I do hope to hear from you!
All the best,
Jenny
When I was 12 years old I had reaumatic fever. After 6 weeks in Kettering General hospital I was taken to convalesce in a ‘hospital’ in Marlborough Wiltshire ,I was there for 6 months the regime was quite strict,once up out of bed it was excercise every day regarding of the weather…the food was basic but nourishing. My parents lived at the time in Corby Northamptonshire and could only afford a taxi once a month! To see me. At first I was traumatised but with a group of other children we became friends and supported each other. I suppose one could say it was character building!but boy was I glad to be home on the 14th December and never took life for granted again.

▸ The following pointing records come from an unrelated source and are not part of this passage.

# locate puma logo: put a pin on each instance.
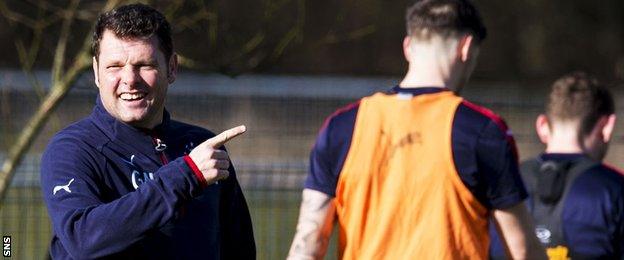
(63, 187)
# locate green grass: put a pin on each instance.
(23, 216)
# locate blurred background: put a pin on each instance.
(280, 67)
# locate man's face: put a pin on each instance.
(132, 76)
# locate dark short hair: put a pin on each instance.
(426, 18)
(579, 96)
(135, 21)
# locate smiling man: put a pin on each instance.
(128, 181)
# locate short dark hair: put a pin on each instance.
(579, 96)
(135, 21)
(445, 18)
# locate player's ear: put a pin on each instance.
(542, 127)
(407, 52)
(172, 68)
(95, 72)
(608, 123)
(465, 47)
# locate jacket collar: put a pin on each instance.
(129, 137)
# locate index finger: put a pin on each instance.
(225, 136)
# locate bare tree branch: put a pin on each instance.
(61, 45)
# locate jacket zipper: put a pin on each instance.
(160, 148)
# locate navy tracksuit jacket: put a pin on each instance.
(111, 194)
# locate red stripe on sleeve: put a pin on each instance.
(200, 177)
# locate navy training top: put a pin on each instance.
(593, 212)
(111, 194)
(484, 152)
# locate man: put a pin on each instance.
(416, 172)
(576, 201)
(127, 181)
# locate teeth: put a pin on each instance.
(131, 96)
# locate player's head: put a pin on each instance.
(444, 18)
(135, 21)
(134, 63)
(578, 104)
(447, 32)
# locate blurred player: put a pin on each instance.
(576, 201)
(129, 182)
(416, 172)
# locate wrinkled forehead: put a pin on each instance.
(113, 47)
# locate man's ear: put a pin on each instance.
(607, 123)
(465, 47)
(542, 127)
(407, 52)
(95, 72)
(172, 68)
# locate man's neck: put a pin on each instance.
(418, 80)
(564, 139)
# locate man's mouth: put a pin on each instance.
(132, 96)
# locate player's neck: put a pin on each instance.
(419, 79)
(563, 140)
(431, 74)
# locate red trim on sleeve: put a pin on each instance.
(498, 121)
(200, 177)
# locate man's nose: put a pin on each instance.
(130, 75)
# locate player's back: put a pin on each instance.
(399, 193)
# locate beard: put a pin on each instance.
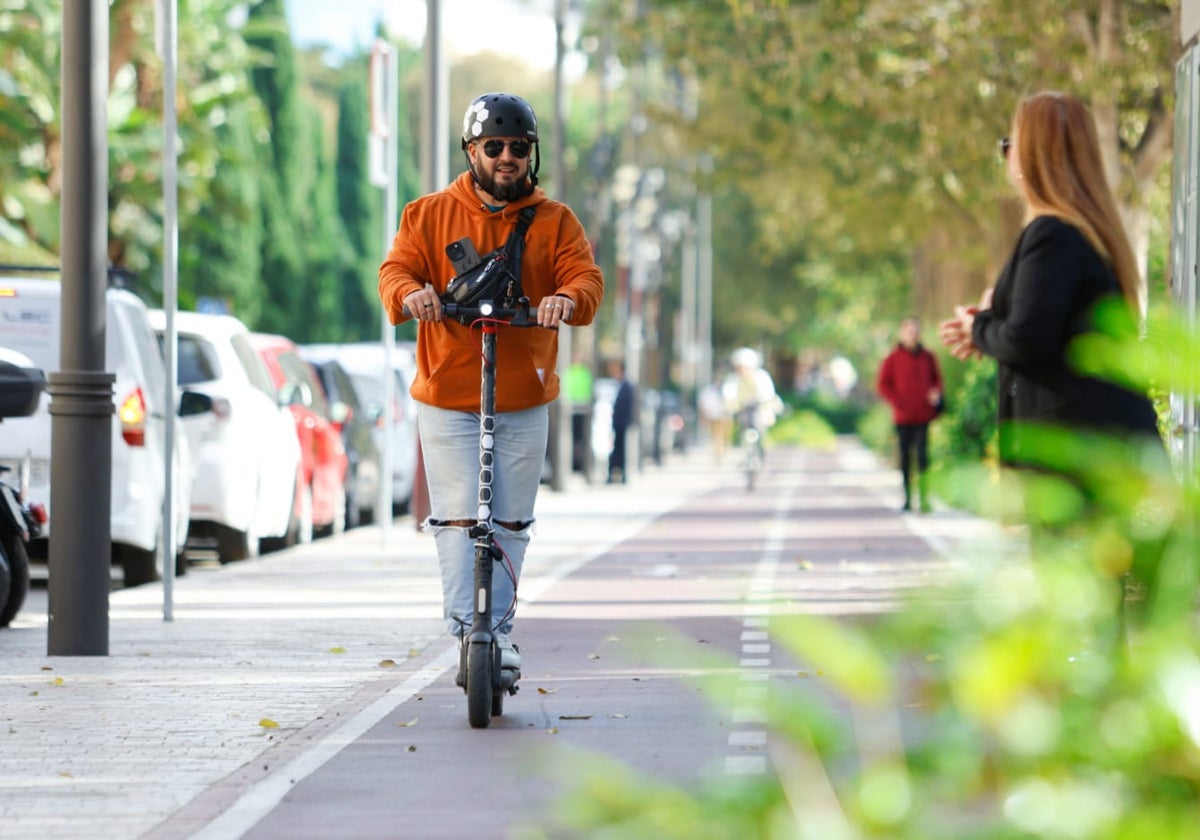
(502, 192)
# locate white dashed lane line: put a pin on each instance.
(748, 735)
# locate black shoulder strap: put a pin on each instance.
(515, 247)
(523, 220)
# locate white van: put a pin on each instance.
(364, 360)
(30, 311)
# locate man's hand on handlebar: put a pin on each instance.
(424, 305)
(555, 310)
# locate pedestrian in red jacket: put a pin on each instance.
(911, 383)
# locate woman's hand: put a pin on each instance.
(955, 333)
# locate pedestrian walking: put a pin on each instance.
(483, 208)
(714, 413)
(1072, 253)
(911, 383)
(624, 409)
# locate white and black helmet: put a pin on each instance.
(498, 115)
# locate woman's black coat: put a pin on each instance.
(1044, 299)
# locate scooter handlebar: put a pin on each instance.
(516, 316)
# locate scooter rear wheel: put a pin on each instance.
(480, 696)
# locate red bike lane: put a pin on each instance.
(605, 676)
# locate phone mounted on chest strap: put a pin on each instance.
(496, 276)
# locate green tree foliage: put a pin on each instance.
(1043, 689)
(219, 120)
(287, 171)
(359, 204)
(862, 132)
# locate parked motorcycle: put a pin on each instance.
(21, 388)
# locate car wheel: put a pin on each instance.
(141, 565)
(5, 587)
(233, 545)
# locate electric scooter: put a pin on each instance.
(480, 675)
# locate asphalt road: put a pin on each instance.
(611, 659)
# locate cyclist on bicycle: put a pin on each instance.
(559, 276)
(750, 391)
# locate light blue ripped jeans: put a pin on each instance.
(450, 447)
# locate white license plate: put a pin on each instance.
(39, 472)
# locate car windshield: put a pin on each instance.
(196, 364)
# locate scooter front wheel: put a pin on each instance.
(480, 695)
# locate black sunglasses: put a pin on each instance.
(520, 149)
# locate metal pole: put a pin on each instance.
(169, 294)
(561, 412)
(390, 91)
(435, 157)
(82, 393)
(705, 273)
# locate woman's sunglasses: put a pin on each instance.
(520, 149)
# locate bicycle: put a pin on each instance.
(480, 675)
(753, 454)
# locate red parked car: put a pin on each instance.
(321, 496)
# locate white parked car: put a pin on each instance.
(365, 363)
(30, 310)
(245, 448)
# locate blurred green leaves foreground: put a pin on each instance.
(1053, 690)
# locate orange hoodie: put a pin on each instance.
(557, 261)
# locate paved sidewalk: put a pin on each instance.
(265, 658)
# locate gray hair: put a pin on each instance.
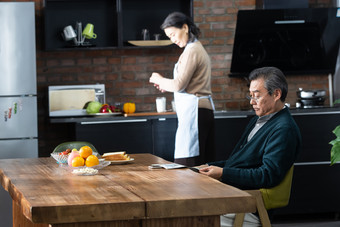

I forgot to say this was1958 I was born in 1946.thankyou
I was one of the first 50 people in this country to have a paten ductus or heart murmur repair in December 1961 at Llandough Hospital in South Wales . . My parents had a good hour drive to get to & from the hospital for visiting time, unlike these days when parents often stay with their children. I didn’t know why I was there & didn’t understand what they were doing to me. I have a long scar down my back following the line of my shoulder blade from this pioneering surgery. I had a knitted toy which always went everywhere with me, they allowed it to be on the trolley with me whilst I waited to go through into the theatre. I can remember seeing all the instruments in a cabinet. I was an out patient for 7 years and was told not to play tennis as it could be too strenuous for me. I missed school until the following autumn and was carried everywhere. . . Despite having this life changing experience I like being in hospitals, there’s a feeling of being safe and cared for . . The NHS saved my life ! May we always treasure it and and all the people who work so tirelessly to care for us all!